Welcome to the ReCybery, aka the Carrboro Computer Recyclery! We are a local, volunteer-run, not-for-profit collective that aspires to create a safe space for people to learn and teach, with a focus on the repurposing and fixing of used computers. We are working on many projects and anyone is welcome to join!

Our Backstory

A long time ago, in a condominium complex not too terribly far away, a group of ne'er-do-wells found themselves with a surplus of broken computer technology and an unused storage space under their unit. "Hey," they said, "Let's start dismantling this trash and building working machines with the parts!"

And so the Carrboro Computer Recyclery, aka the Recybery, was off and running, much to the horror of the local Home Owners' Association. We churned countless machine-hours of epidemiological models before the padlock went on the crawlspace door, and the Recybery went dormant.

Well, it's awake now! Take a look around - we're working on some cool projects!

What is the Recybery, Exactly?

The current mode of production is premised upon waste and inefficiency: even when they're not designed to be disposable, broken items are thrown out rather than repaired and technology is discarded due to planned obsolescence. This stuffs landfills and maintains artificial scarcity. What is to be done? We have a good example to follow right in town - the Recyclery! These great folks teach volunteers how to refurbish and maintain bicycles, trading instruction and parts for labor. The organization gets help running, and the volunteer gets a bike out of the deal. The Recybery aims to apply this basic model of mutual aid to computers: there are plenty of computers destined for the junkyard whose only defects are age or a few replaceable parts, and there are plenty of people who could use a slightly dented laptop, from students who need to be able to write essays for class to grandparents who want to email their families. Connecting the two will also mean hands-on experience and learning in how computers are built and how they work. This core mission will require a basic infrastructure, including parts, tools and materials, and expertise. As long as we have that in place, why limit ourselves? The same infrastructure necessary to refurbish and redistribute computers can also support a broader, secondary layer of activity.

Hackers, Makers, and Citizen Scientists

What might that activity look like? Three broad areas are hacking, making, and citizen science. Hacking especially is a loaded and stigmatized term, so let's walk through what we mean here:


This might bring to mind creeps remotely snooping through your computer for credit card numbers or sensitive emails. Although bad actors certainly exist, the reality of hacking is much more benign: Wikipedia describes it as the "intellectual challenge of creatively overcoming limitations of software systems to achieve novel and clever outcomes." Hacking is about more than computers: The popular website Hack-A-Day includes clever engineering from electronics to cooking, and the term has roots in an MIT tradition of benign pranksterism. Wikipedia continues: "...the defining characteristic of a hacker is not the activities performed themselves (e.g. programming), but the manner in which it is done and whether it is something exciting and meaningful." Maybe one of the deepest characteristics of hacking is a rejection of functional fixedness, the cognitive bias of thinking about objects in terms of how they're commonly used, rather than their material properties. Have you ever used a paper clip to replace a zipper pull? You might be a hacker and not realize it!

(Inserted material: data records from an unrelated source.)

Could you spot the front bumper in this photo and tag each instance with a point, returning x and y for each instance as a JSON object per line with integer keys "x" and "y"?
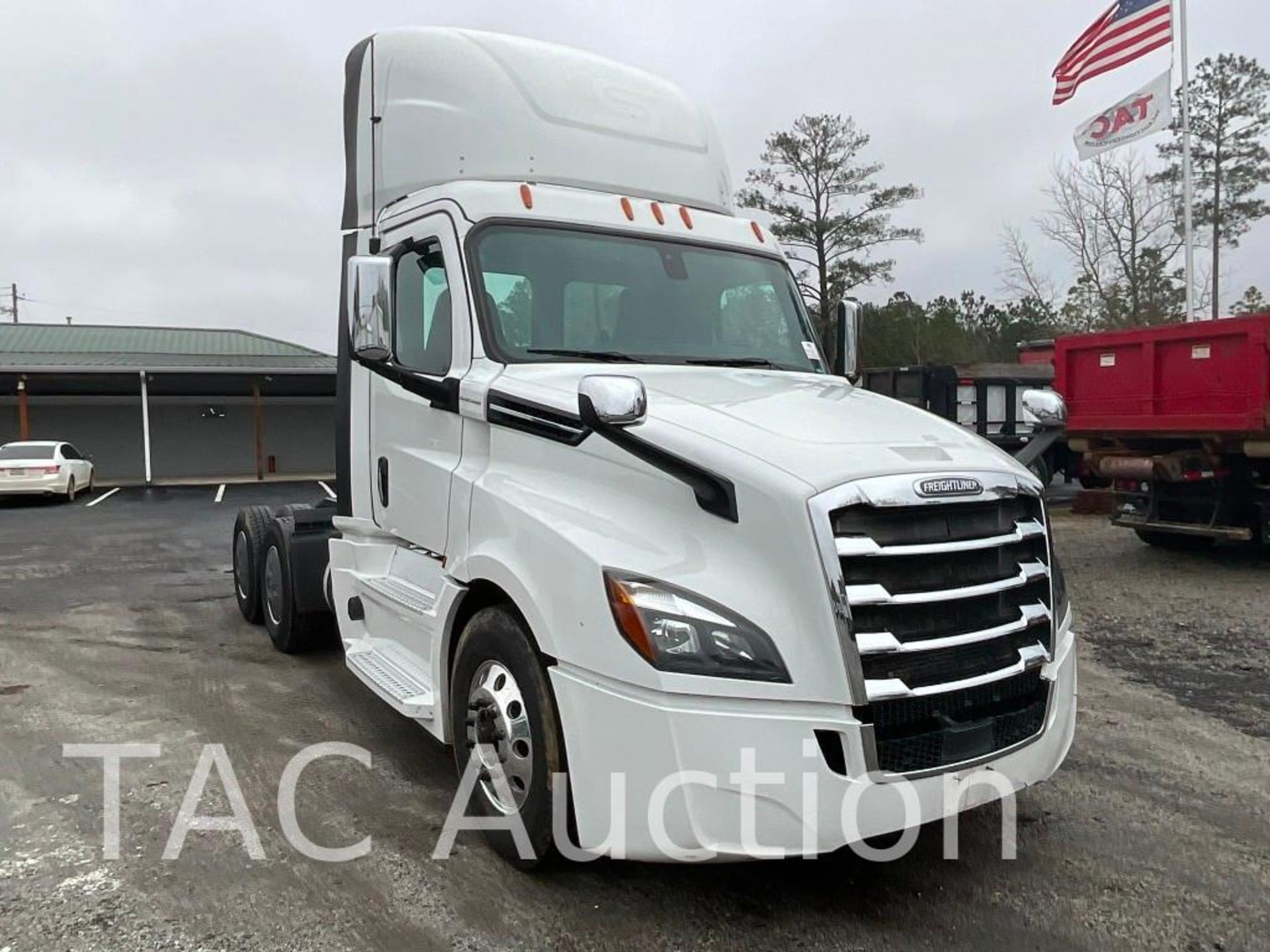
{"x": 681, "y": 761}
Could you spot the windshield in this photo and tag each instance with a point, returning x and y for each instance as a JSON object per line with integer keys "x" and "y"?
{"x": 560, "y": 295}
{"x": 27, "y": 451}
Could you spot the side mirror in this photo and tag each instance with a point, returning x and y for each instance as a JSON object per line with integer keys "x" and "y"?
{"x": 611, "y": 400}
{"x": 846, "y": 362}
{"x": 370, "y": 306}
{"x": 1044, "y": 409}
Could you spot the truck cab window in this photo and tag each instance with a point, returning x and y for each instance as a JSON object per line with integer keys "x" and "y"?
{"x": 422, "y": 325}
{"x": 638, "y": 299}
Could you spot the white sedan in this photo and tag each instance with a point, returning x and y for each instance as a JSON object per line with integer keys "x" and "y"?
{"x": 46, "y": 467}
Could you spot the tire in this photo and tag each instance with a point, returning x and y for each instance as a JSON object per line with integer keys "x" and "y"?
{"x": 290, "y": 631}
{"x": 247, "y": 547}
{"x": 1175, "y": 541}
{"x": 495, "y": 641}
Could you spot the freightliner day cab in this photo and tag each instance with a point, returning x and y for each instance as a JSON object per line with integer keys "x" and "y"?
{"x": 605, "y": 510}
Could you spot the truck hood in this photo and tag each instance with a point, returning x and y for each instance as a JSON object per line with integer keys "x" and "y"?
{"x": 817, "y": 428}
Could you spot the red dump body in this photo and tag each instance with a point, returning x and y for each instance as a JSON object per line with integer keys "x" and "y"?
{"x": 1208, "y": 377}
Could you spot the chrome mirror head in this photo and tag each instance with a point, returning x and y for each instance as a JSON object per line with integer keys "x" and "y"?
{"x": 1044, "y": 409}
{"x": 611, "y": 400}
{"x": 370, "y": 306}
{"x": 846, "y": 362}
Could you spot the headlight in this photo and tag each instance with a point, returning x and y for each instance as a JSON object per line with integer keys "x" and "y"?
{"x": 1062, "y": 602}
{"x": 679, "y": 631}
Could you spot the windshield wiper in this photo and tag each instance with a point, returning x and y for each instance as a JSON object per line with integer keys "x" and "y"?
{"x": 606, "y": 356}
{"x": 738, "y": 362}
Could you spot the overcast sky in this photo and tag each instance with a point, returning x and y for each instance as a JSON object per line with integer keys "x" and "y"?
{"x": 181, "y": 163}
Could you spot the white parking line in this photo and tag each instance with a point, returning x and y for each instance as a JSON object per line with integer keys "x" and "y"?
{"x": 103, "y": 496}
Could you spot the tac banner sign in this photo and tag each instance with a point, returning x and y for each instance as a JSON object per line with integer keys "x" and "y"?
{"x": 1134, "y": 117}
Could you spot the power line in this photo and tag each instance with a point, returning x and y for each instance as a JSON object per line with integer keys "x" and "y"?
{"x": 45, "y": 302}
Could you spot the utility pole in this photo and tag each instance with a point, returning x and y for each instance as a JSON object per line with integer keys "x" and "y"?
{"x": 1188, "y": 190}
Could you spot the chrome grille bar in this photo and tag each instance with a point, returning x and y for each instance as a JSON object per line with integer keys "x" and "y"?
{"x": 853, "y": 546}
{"x": 889, "y": 688}
{"x": 880, "y": 643}
{"x": 874, "y": 594}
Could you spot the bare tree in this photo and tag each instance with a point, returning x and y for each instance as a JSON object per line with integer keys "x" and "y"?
{"x": 1021, "y": 278}
{"x": 1118, "y": 225}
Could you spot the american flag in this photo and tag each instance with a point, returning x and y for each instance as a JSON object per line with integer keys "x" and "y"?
{"x": 1129, "y": 30}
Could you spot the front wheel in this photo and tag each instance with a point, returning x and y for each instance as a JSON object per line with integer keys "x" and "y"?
{"x": 505, "y": 717}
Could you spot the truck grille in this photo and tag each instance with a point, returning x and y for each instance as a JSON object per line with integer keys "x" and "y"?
{"x": 951, "y": 616}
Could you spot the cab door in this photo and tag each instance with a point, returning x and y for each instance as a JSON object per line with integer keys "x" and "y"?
{"x": 415, "y": 428}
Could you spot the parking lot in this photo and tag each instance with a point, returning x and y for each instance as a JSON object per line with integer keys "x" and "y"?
{"x": 120, "y": 626}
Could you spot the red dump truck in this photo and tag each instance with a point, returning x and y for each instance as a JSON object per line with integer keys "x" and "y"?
{"x": 1177, "y": 416}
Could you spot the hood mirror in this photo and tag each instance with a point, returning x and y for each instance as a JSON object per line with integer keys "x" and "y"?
{"x": 1044, "y": 409}
{"x": 370, "y": 306}
{"x": 846, "y": 361}
{"x": 611, "y": 400}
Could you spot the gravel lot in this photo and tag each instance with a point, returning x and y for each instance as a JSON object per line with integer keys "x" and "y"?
{"x": 120, "y": 625}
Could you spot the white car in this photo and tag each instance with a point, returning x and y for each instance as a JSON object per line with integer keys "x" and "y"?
{"x": 45, "y": 467}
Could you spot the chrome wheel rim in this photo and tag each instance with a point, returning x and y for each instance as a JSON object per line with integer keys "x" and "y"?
{"x": 498, "y": 731}
{"x": 273, "y": 586}
{"x": 240, "y": 567}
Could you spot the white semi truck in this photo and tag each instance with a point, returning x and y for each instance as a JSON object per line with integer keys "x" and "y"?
{"x": 603, "y": 509}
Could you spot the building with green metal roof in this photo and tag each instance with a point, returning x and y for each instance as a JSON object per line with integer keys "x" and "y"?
{"x": 154, "y": 404}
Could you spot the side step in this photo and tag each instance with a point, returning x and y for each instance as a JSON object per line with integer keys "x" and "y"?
{"x": 392, "y": 673}
{"x": 1185, "y": 528}
{"x": 398, "y": 593}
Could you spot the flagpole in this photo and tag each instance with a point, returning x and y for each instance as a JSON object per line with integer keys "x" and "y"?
{"x": 1188, "y": 188}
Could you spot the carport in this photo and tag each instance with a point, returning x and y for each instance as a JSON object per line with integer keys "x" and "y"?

If you aren't stranded in the wilderness without provisions, you're probably surrounded right now by things that were made: assembled out of parts by someone. The odds are also good that they weren't made by you, or by anyone you know. Generally only one room of the house, the kitchen, is specifically dedicated to making things, and even that gets short-circuited by convenience meals like TV dinners. It's true that some people own a woodshop or an electronics bench, or even a CNC mill in the garage, but that illustrates another facet: this productive capacity is only available to those who can afford those means of production, and even they must somehow provide the knowledge to operate it. Makerspaces can fill in both gaps. The first, by providing access to tools and materials as a common good (such as by acting as a tool library or by renting out time on a 3D printer). The second, by providing both formal instruction and supervision, and by promoting of conversation and skill-sharing between individuals.

Citizen Science

Science is often thought of as something that's done only by professionals, but that's not true: nonprofessional scientists do valuable work outside of the mainstream. This can be in the form of data gathered by home-based birdwatchers or local environmental surveys, through games like Fold.It, or through self-directed experimenting. This helps to involve and educate people who might otherwise be disconnected from scientific research, and acts to democratize science.

These aren't mutually exclusive processes either. Suppose you wanted to build a piece of open-source instrumentation, like a spectrophotometer. This would be an example of citizen science, but it would also require making to assemble a prototype, and probably hacking as well to come up with a design.